How to Price Your Digital Content


Pricing digital content taps into the same purchasing behaviors as marketing other products. Your customers are psychologically drawn to the option that seems like the best deal. Does that mean they’ll always choose the cheapest option? They won’t if you implement a smart pricing strategy.

Several concepts work together to get you the price you deserve whether you sell videos, e-books, software or subscriptions. One is the idea of a price anchor, where you establish an expected price that’s higher than what you actually need to charge. With this price established in customers’ minds, you can set the actual price lower, making it seem like a big discount without taking a loss.

Price framing is the practice of offering multiple options with the preferred choice sandwiched between lower- and higher-priced content. For example, If you have a music video, you can create different bundles set at different prices. The music video alone is priced at $3, the music video plus behind-the-scenes footage is priced at $6, and the music video, BTS, and a concert recording is priced at $15. If you know that most of your customers will want the music video and BTS, set the price for the third option high enough that the real value of the second option is seen as a bargain.
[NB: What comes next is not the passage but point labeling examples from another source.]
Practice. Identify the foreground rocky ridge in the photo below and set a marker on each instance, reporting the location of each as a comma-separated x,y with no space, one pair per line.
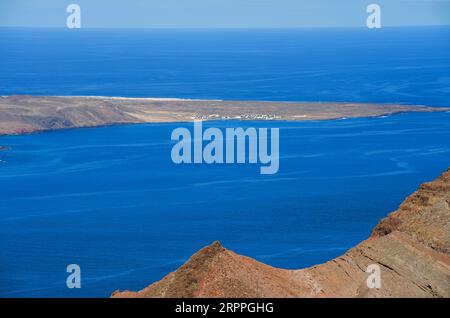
411,246
25,114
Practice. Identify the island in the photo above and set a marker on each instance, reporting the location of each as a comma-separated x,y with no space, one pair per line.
26,114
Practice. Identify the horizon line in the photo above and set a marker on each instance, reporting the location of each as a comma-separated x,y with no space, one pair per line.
223,28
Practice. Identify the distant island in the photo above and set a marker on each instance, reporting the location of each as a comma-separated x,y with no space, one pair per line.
26,114
411,247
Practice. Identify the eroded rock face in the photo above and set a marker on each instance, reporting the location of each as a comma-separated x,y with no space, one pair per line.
411,247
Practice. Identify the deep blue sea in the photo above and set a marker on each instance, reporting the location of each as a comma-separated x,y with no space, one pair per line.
111,200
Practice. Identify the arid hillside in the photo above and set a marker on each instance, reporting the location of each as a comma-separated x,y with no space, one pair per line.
25,114
411,247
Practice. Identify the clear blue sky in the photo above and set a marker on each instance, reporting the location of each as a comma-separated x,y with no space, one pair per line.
222,13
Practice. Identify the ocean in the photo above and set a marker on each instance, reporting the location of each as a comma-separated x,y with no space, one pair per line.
111,200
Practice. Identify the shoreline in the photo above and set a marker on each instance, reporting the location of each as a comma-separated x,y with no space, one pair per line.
23,114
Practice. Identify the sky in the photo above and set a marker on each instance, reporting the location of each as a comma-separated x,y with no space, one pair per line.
223,13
Another way to drive content sales is to use phrasing that makes prices seem lower than they are. A popular tactic is to charge prices that end in 9 instead of round numbers, such as $19.99 instead of $20. Alternatively, try breaking down the value of your product to show the price per day or month instead of the total cost.

Remember when pricing content that people are buying the content itself, not the form it’s presented in. Many consumers automatically expect digital content to be cheaper because they’re not paying for a physical product. Implementing smart pricing psychology helps to overcome this mindset and convince customers that they’re getting the value that they pay for.